皇国の<超級>の一人であり、かつては決闘一位でもあった。
だが、その名も既に地に落ちている。
第一の躓きは、カルチェラタンにおける敗北。
【奏楽王】ベルドルベル、“不屈”のレイ・スターリングの両者との連戦によって敗れた。
しかし、その後に流布された映像により、あたかもルーキーであるレイ・スターリング一人に敗北したかのように思われ、『<超級>でありながらルーキーに負けた男』と嘲笑われた。
レイ・スターリングに敗れたのはMr.フランクリンも同様だが、あちらは元から戦闘職ではなく、戦力であるモンスターの大半は【破壊王】によって倒されたことが周知されている。
そのため、余計にローガンの敗北が目立った。
しかも件のフランクリン相手にさえも、ローガンは敗れている。
第二の躓きは、決闘王者の失冠。
【盗賊王】ゼタとの決闘に敗れ、決闘一位の座を明け渡すことになった。
拠り所としていた地位までも失ったのである。
そのことに彼は心折れ、<Infinite Dendrogram>を引退しようかとさえ考えていたのだが……それを引き留めたのは彼を破ったゼタだった。
ゼタは彼を自身の所属クランである<IF>に誘い、対価として彼を強くすることを約束した。
時は、ゼタが彼を強くするプランを提示した頃にまで遡る。
◆
ローガンが皇都に所有する豪邸の一室で、全身を包帯に包んだ【盗賊王】ゼタがホワイトボードの前に立っていた。
なお、ホワイトボードはゼタの持ち込みである。
「自覚。あなた自身がよくご存じとは思いますが、あなたの<エンブリオ>は応用力において最強クラスの<エンブリオ>です」
「…………」
ゼタの言葉に、ローガンは素直に頷けない。
最強と言われても、ゼタ含め散々負け通しているのだから。
「職業。自身の使用可能なジョブスキルの数値を十ヶ所まで十倍化する。それで得られる総合力の上昇はもはや説明するまでもありません」
ローガンのルンペルシュティルツヒェンの能力特性、『ジョブスキル改竄』。
いかなるジョブスキルであろうと、スキルの作用に数字が混ざるのであれば書き換えてしまう。

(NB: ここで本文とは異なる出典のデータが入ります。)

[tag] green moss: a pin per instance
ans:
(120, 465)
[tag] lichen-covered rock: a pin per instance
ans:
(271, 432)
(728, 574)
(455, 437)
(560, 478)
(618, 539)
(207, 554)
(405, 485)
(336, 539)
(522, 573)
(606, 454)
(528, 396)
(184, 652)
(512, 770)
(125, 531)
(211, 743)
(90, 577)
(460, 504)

できることの幅広さで言えば、全ての<エンブリオ>の中でも間違いなく最上位に位置する。
「説明。今回はまず、有用なビルドについての説明を行いますが、まず前提として【魔将軍】は他のジョブとのシナジーが最悪です」
「……おい」
いきなり自分の持つ超級職に駄目だしされた。
だが、メインとサブのジョブ同士のシナジーの重要性はローガンも分かっている。
これまで、模索はしていたのだから。
「将軍。超級職の中でも【将軍】シリーズは、癖が強いですから。まず、パーティの限界を遥かに超えた一〇〇〇体単位の軍団で動けるということ。次いで、それら全てに全体強化のアクティブバフを与えられること。他のジョブとはこの時点で明確に違います」
ホワイトボードにジョブの特徴を書きながら、ゼタが解説する。
付与術師系統の全体強化でも、そこまでの規模の強化は出来ない。
それこそ、【超付与術師】でもできないだろう。
「喪失。だからこそ、【将軍】シリーズは代償として汎用性を失っています」
「…………」
「専用。あなたも試したことはあるかもしれませんが、サブジョブに置いた《魔物強化》系のスキルを使用できません。なぜなら、【魔将軍】は悪魔種専用の指揮官。他のモンスターにも広く強化が行きわたるスキルは、シナジーの対象外です」
それはローガンにも覚えがあった。
超級職になる前は併用して使えていたのに、【魔将軍】をメインにしてからは使えなくなっている。それさえシナジーできていれば、最大で六〇〇%のステータス強化を一ヶ所分の消費でできたというのに。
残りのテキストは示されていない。